Creating a Secure Media CDN with CloudFront and Lambda@Edge (Part IV)

Continuation of our series on how to build a CloudFront distribution that serves your S3 Media, performs on-demand image transformation and even authenticates incoming requests.

This is part IV of the series of posts where we are building a CloudFront distribution that serves your S3 Media, performs on-demand image transformation, and authenticates incoming requests. If you missed part III, you can check it out here!

Creating the telemetry helper

So we have a working CloudFront distribution with authentication and on-demand transformation capabilities, but there is something we lack here: the ability to monitor the health of our lambda and debug incoming requests. Sure, CloudWatch already provides us some metrics out of the box, like LambdaExecutionError, or how many times it was invoked, but we cannot tell which response was returned or if the authentication failed or succeeded as an example. In order to collect those metrics and make them available on CloudWatch (which we can then inspect on logs, or even create alerts and dashboards with them) we need to use aws-embedded-metrics.

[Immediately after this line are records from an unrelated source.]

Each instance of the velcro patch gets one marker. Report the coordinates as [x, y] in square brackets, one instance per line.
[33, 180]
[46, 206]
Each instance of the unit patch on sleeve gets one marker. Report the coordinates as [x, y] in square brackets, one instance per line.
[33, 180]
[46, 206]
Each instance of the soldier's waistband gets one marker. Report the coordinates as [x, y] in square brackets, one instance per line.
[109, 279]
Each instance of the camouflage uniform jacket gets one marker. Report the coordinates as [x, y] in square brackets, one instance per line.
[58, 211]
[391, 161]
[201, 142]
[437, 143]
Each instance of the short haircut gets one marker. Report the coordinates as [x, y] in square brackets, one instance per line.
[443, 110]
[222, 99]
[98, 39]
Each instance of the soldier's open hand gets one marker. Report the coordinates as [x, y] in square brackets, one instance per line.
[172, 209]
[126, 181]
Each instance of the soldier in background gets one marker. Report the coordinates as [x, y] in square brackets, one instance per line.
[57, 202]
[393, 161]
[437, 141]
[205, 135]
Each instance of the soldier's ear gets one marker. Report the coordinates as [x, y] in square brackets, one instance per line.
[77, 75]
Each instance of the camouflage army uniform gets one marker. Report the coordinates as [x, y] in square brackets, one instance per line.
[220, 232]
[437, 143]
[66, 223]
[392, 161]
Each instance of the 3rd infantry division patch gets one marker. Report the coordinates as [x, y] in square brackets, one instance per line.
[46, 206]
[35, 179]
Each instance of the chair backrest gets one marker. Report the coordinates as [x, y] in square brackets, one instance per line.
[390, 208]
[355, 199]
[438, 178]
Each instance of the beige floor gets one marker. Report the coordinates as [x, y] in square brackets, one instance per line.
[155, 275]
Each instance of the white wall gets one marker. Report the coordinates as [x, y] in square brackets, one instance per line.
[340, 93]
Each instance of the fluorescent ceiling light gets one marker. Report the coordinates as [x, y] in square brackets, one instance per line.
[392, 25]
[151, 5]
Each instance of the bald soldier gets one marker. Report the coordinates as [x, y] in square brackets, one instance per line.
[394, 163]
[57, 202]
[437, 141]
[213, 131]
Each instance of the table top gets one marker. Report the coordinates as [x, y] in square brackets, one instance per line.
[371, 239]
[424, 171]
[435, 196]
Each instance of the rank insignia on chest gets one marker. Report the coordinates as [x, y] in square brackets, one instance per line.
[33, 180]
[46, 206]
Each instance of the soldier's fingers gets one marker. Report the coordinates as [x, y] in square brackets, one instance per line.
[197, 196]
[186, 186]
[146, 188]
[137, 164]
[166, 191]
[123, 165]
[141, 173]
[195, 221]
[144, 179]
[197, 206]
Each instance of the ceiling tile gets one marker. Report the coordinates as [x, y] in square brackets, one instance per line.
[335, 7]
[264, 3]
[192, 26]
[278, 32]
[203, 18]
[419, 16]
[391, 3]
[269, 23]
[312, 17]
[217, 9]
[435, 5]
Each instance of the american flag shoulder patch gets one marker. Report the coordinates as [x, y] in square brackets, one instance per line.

First, we install the package:

npm install --save aws-embedded-metrics

Then we create a telemetry.ts file:

import { createMetricsLogger, MetricsLogger, Unit } from 'aws-embedded-metrics'

type Telemetry = {
  metrics: MetricsLogger,
  log: (msg: string) => void
}

async function withTelemetry<T> (fn: (telemetry: Telemetry) => T | Promise<T>): Promise<T> {
  const _log: string[] = []
  const metrics = createMetricsLogger()
  const log = (msg: string): void => {
    _log.push(msg)
  }

  metrics.setDimensions({ Region: process.env.AWS_REGION || 'unknown' })

  try {
    const result: T = await fn({ metrics, log })
    metrics.putMetric('HandlerOk', 1, Unit.Count)
    return result
  } catch (error) {
    metrics.putMetric('HandlerError', 1, Unit.Count)
    throw error
  } finally {
    try {
      metrics.putMetric('HandlerExecution', 1, Unit.Count)
      metrics.setProperty('log', _log)
      await metrics.flush()
    } catch (e) { /** noop */ }
  }
}

export default withTelemetry;

In this file, we create a wrapper function that takes the code inside the handler as a callback. Then, it sets up the AWS Metrics Logger and a logging function (that basically just receives strings and pushes them to an array). It also sets up some common telemetry that will be useful for every lambda, like the Region Dimension and the metrics that tell if the handler managed to execute as planned or not. It then calls the callback (the handler itself) and finally flushes all the metrics to be collected by CloudWatch. If you want to know more about everything you can do with the MetricsLogger, check out their documentation.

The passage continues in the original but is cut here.